Attridge was involved in making key components of the radio sets - the coils, transformers, inductors and chokes. Her job was to wind wires of various sizes around frames or magnetic cores. This is how the coil winding shop received its name. Her work was intricate and exacting and the women typically worked 12-hour shifts. Women played a vital role in the creation of new electrical devices in many pioneering companies such as Marconi, doing most of the assembly work. As the technology improved, this work became increasingly intricate and time-consuming and it was found that women excelled at these tasks. At that time women, could also be paid lower wages than men, so hiring women for assembly jobs meant more profits for the company. From the consumers' perspective, however, this profit margin paved the way for the mass production of electrical goods at prices that were affordable for ordinary people.

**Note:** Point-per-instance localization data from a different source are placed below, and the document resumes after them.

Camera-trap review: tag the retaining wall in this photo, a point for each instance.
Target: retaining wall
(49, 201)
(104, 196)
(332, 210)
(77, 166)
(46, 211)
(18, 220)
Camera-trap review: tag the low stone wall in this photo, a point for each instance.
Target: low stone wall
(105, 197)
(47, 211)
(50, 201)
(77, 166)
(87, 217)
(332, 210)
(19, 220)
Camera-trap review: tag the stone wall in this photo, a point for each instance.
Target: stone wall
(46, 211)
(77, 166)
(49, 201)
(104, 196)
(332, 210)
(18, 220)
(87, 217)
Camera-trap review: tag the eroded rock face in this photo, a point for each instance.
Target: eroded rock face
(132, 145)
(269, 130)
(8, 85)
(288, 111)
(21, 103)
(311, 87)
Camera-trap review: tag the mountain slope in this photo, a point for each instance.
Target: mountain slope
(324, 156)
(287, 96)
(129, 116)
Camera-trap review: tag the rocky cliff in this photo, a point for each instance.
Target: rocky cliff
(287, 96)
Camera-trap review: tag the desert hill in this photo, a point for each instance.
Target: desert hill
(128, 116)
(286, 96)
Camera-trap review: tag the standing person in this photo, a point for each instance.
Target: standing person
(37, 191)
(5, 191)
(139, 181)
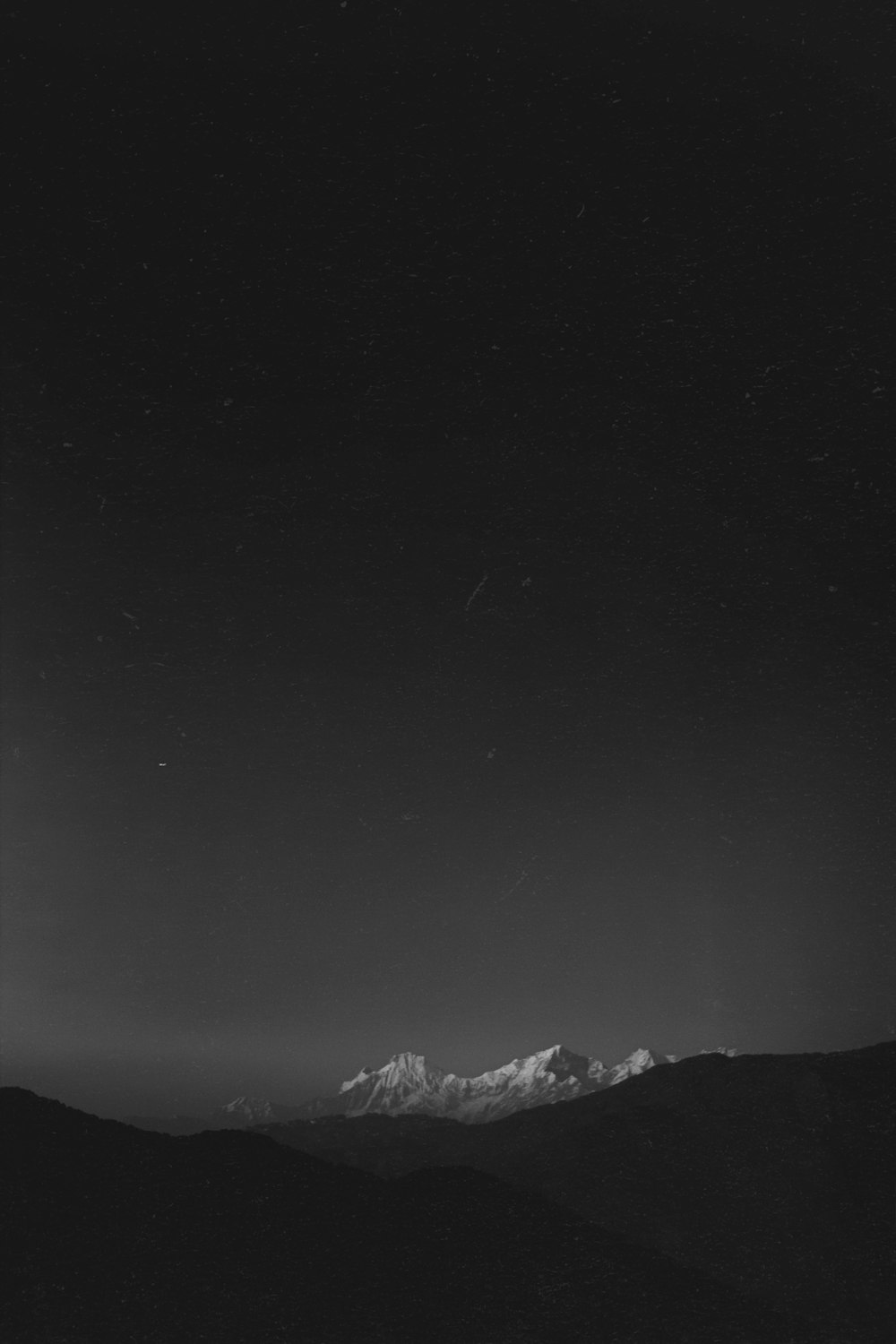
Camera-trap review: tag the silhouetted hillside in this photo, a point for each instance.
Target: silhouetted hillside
(115, 1234)
(770, 1172)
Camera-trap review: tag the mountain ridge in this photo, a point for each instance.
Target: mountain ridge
(410, 1085)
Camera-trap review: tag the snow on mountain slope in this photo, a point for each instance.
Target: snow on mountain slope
(254, 1110)
(409, 1085)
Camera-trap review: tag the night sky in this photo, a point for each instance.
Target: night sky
(447, 578)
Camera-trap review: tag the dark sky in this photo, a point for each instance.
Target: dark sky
(446, 573)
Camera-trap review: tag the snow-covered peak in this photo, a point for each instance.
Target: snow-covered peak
(637, 1062)
(253, 1110)
(409, 1085)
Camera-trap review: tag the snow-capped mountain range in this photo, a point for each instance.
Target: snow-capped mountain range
(408, 1085)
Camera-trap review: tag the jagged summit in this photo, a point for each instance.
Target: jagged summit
(408, 1083)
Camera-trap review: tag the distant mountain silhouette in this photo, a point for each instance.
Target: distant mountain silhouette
(774, 1174)
(116, 1236)
(410, 1085)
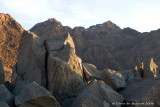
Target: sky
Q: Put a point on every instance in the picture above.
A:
(141, 15)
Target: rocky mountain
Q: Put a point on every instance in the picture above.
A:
(107, 45)
(10, 35)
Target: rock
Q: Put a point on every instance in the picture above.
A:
(34, 95)
(10, 35)
(5, 95)
(97, 94)
(64, 71)
(107, 79)
(2, 76)
(3, 104)
(151, 97)
(154, 68)
(31, 60)
(92, 72)
(19, 87)
(116, 77)
(128, 74)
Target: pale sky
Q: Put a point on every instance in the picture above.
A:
(141, 15)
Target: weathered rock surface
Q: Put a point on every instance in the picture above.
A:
(116, 77)
(34, 95)
(3, 104)
(5, 95)
(10, 35)
(64, 71)
(31, 60)
(154, 68)
(152, 96)
(92, 72)
(2, 76)
(97, 94)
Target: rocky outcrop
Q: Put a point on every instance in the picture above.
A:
(151, 98)
(116, 77)
(64, 70)
(10, 35)
(5, 95)
(2, 76)
(31, 60)
(97, 94)
(154, 68)
(34, 95)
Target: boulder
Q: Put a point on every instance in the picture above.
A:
(5, 95)
(2, 76)
(34, 95)
(151, 97)
(154, 68)
(64, 71)
(92, 72)
(31, 60)
(116, 77)
(3, 104)
(97, 94)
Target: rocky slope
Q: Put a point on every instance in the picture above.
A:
(10, 34)
(107, 45)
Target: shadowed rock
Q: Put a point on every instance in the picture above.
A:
(34, 95)
(5, 95)
(2, 76)
(97, 94)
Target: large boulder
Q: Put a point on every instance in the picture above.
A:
(31, 60)
(92, 72)
(116, 77)
(5, 95)
(10, 35)
(64, 70)
(34, 95)
(2, 76)
(97, 94)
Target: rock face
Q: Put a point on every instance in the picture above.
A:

In 1946, Attridge received a British Empire Medal (civil division) for her contributions to the war effort during the Second World War. She was listed as head of the coil winding shop by that time. Papers accompanying the medal include a letter from "K3 section", which was part of the Naval Intelligence code breaking section. This suggests that Attridge may have worked on the British Type 3 Mark II radio made by Marconi and used by spies during the war. This radio, more commonly known as the B2, was issued to agents, resistance groups and special forces operating in occupied territory. Weighing just 8lbs it was first used in the field in 1944 and the Marconi Company made over 400 of them. The radio required specialist miniaturised components - work trusted to expert staff. Attridge would have led a small team in assembling these components, probably in a closed off area of the factory to ensure secrecy as the factory operated 24 hours a day.

== Personal life ==
Attridge was born on 14 June 1901 in Chelmsford. Her parents were Henry Attridge (died 1938) and Martha Jane (née Gosling, died 1939). She had five brothers and 3 sisters and, in 1911, the family were recorded living at 1&2 Browns Yard, Moulsham Street. Her father was a "steel grinder" and may well have worked at Crompton ARC in Chelmsford, before moving to Marconi. Attridge joined her father working at Marconi just after the end of the First World War.

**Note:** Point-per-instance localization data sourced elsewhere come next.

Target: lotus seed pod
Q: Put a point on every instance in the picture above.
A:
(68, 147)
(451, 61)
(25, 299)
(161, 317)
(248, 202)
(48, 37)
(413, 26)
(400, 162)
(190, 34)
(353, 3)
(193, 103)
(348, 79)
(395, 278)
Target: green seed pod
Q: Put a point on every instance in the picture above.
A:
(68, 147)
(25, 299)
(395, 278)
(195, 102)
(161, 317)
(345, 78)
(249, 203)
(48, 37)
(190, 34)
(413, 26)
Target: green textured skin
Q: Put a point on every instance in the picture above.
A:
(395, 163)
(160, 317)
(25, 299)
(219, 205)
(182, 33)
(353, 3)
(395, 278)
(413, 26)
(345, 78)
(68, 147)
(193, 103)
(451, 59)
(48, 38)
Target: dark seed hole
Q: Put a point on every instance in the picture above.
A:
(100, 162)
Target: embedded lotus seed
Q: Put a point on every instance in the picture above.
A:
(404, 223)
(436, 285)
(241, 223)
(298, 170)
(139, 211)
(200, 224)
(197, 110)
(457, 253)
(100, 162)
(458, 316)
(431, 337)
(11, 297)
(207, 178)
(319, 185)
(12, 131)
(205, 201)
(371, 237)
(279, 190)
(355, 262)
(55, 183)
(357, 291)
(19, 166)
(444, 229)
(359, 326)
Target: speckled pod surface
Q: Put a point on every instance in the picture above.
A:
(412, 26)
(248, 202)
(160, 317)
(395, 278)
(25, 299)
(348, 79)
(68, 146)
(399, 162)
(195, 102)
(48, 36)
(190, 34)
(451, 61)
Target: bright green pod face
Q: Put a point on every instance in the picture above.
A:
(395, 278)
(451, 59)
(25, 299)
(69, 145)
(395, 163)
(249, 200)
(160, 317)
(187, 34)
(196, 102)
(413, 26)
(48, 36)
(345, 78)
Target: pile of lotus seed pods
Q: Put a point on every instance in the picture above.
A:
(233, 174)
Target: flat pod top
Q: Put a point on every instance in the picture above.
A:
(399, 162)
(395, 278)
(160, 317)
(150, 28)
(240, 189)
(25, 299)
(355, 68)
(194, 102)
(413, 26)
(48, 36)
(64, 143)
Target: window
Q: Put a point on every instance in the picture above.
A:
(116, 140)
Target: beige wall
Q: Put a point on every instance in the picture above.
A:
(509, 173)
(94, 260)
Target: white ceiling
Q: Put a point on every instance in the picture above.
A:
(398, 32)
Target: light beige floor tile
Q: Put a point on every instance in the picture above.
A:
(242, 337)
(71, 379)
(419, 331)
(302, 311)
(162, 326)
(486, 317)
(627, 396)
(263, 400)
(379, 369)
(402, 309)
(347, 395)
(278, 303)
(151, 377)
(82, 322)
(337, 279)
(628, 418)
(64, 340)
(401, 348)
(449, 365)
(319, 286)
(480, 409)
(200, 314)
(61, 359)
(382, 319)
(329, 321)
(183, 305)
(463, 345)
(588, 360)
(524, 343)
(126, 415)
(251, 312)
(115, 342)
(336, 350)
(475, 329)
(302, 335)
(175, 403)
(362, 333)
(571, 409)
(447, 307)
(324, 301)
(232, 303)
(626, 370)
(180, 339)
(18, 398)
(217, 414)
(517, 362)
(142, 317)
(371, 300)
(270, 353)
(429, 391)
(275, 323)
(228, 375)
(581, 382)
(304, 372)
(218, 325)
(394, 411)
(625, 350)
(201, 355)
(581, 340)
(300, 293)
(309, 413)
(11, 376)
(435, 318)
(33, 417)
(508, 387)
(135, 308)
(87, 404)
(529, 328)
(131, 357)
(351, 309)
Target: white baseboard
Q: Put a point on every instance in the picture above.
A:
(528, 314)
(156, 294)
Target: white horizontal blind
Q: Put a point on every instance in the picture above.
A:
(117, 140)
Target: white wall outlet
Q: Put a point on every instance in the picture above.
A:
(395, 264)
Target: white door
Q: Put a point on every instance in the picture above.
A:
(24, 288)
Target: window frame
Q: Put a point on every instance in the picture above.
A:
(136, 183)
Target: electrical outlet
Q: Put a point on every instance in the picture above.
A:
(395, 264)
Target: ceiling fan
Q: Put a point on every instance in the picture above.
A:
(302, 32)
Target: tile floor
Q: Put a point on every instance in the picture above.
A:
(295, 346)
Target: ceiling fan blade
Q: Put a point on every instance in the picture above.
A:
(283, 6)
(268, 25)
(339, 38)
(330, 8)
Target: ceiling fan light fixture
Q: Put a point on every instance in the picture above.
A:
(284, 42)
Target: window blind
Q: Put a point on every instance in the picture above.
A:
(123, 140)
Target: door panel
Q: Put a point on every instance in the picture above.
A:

In 1950, she married John William Hayes, also of Chelmsford. She was 49 at the time of her marriage and no children are recorded.

In 1975, she and her husband died within a few months of each other.

== Commemorations ==
In 2016, Chelmsford Museum Services acquired Attridge's British Empire Medal. With the medal came eight documents, including a signed letter from Buckingham Palace, a signed letter from the Admiralty, a signed telegram from the Admiralty signal establishment and a signed letter/telegram from Admiral H. W. Grant, then managing director of the Marconi Company. There was also a letter from "K3 section", which was part of the Naval Intelligence code breaking section.

In 2018-2019, Attridge featured in a touring exhibition celebrating the lives and achievements of Essex women. The exhibition was part of a two-year project by Essex County Council, "Snapping the Stiletto", exploring how Essex women's lives have changed since the Representation of the People Act in 1918 gave the first British women the right to vote.

In 2020, Attridge featured in Soundings from Essex, a celebration of Essex women in science. In December 2020, a blue plaque was unveiled in her honour on the wall of her home in Andrews Place in Chelmsford.